Morgan Stanley is directly stepping in to serve as a treasury for stablecoin issuers.


It's not just lip service; they've designed exactly where to put the money, how to put it, and how to ensure nothing goes wrong.
In simple terms:
From now on, when you issue stablecoins, the US dollar reserves backing them won't be randomly placed anywhere.
You can directly put it into their fund, which is specifically for buying U.S. Treasuries + repurchase agreements, the safest tier.
This is actually doing something very practical:
Bringing the money behind USDT, USDC, etc., into the traditional financial system.

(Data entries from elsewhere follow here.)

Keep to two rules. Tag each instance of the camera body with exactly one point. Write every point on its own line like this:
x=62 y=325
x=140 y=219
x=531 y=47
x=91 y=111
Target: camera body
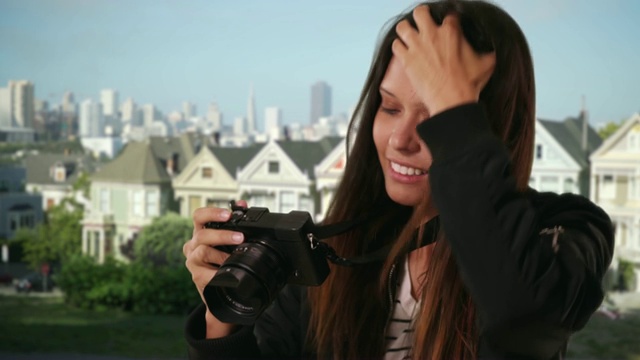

And the timing is also awkward, as it coincides with the push for the "GENIUS Act."
What does that mean?
Regulations haven't been officially implemented yet, but Wall Street has already drafted the compliance answers:
Money must be placed in these kinds of places.
Assets must be of this level.
Liquidity must be available on demand.
If you want to be compliant? Then use my system.
What's even more aggressive is that this isn't a one-off move.
They just launched a Bitcoin trust, and right after, they’re working on on-chain and ledger-mirrored fund shares.
They’re not leaving the on-chain side untouched, nor are they neglecting traditional finance.
My personal feeling boils down to one sentence:
The stablecoin cake, which was previously played by the crypto community itself,
is now being directly taken over by Wall Street at the foundational level.
You may not like them, but it’s hard to avoid them.